Tuesday, April 19, 2011

Cancer typifies unmoored instability: Pulitzer winner

New Delhi, April 19 (IANS) Cancer is often described as a 'modern' illness because its metaphors are so modern. It is a disease of overproduction, of fulminant growth tipped into the abyss of no control, says Pulitzer Prize winning writer and oncologist Siddhartha Mukherjee in his book, 'The Emperor of Maladies: A Biography of Cancer'.

'The notion of cancer as an affliction that belongs paradigmatically to the 20th century is reminiscent, as Susan Sontag argued so powerfully in her book, 'Illness as Metaphor', of another disease once considered emblematic of another era: Tuberculosis in the 19th century,' Mukherjee compares.

'Both drain vitality, both stretch out the encounter with death, in both cases 'dying', even more than death, defines the illness,' Mukherjee says.

According to the specialist, 'cancer is an expansionist disease'.

It invades the tissue; 'sets up colonies in hostile landscapes, seeking sanctuary in one organ and then migrating to another.
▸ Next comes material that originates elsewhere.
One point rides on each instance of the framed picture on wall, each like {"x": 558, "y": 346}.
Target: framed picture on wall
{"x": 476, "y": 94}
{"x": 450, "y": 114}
'It lives dangerously, inventively, fiercely, territorially, cannily, and defensively - at times as if teaching us how to survive. To confront cancer is to confront another species, one perhaps more adapted to survive then even we are,' Mukherjee says.

In writing this book, he started off by imagining the project as a 'history' of cancer.

'But it felt inescapably as if I were not writing about something but about someone. My subject daily morphed into something that resembled an individual - an enigmatic, if somewhat deranged, image in a mirror. This was not so much a medical history of an illness, but something more personal, more visceral in biography,' he writes.

To begin with, every biographer must confront the birth of his subject, the writer says. 'Where was cancer born?' 'How old is cancer?'

In 1862, Edwin Smith, part scholar and part huckster, antique forger and Egyptologist, bought (some say stole) a 15-foot-long papyrus from an antique seller in Luxor in Egypt.

'The papyrus was in dreadful condition, still crumbling, yellow pages filled with cursive Egyptian writing. It is now thought to have been written in the 17th century BC, a transcription of a manuscript dating back to 2500 BC,' Mukherjee says.

Translated in 1930, the papyrus was thought to contain the collected teachings of Imhotep, a great Egyptian physician who lived around 2625 BC. The physician listed 48 cases of illnesses found during his time.

'Describing case forty-three, Imhotep advises, 'if you examine having bulging masses on breast; if you place your hand upon breast and find them to be cool, there being no fever, they have no granulations, contain no fluid, yet they feel protuberant to your touch, you should say (concerning him): This is a case of bulging masses I have to contend with',' Mukherjee says in his book.

Imhotep was referring to breast tumours.

And under the section therapy, he offered only a single sentence: 'There is none.'

Mukherjee says: 'In 500 BC, Persian Queen Atossa self-prescribes the most primitive form of mastectomy (for breast cancer) which was performed by her Greek slave.'

Atossa's disease and her war against it serves as the cornerstone for cancer research over the centuries - evolving with time.

The book is divided into seven chapters.

In the summer of 2003, after having completed his residency in medicine and graduate work in cancer immunology, Mukherjee began an advanced training in cancer medicine at the Dana Faber Institute and Massachusetts General Hospital in Boston.

'I had initially envisioned writing a journal of that year - a view from the trenches of cancer treatment. But the quest soon grew into a large exploratory journey that carried me into the depths not only of science and medicine, but of culture, history, literature and politics - into cancer's past and its future,' the writer says.

The book, published in India by Harper-Collins, is priced at Rs.499.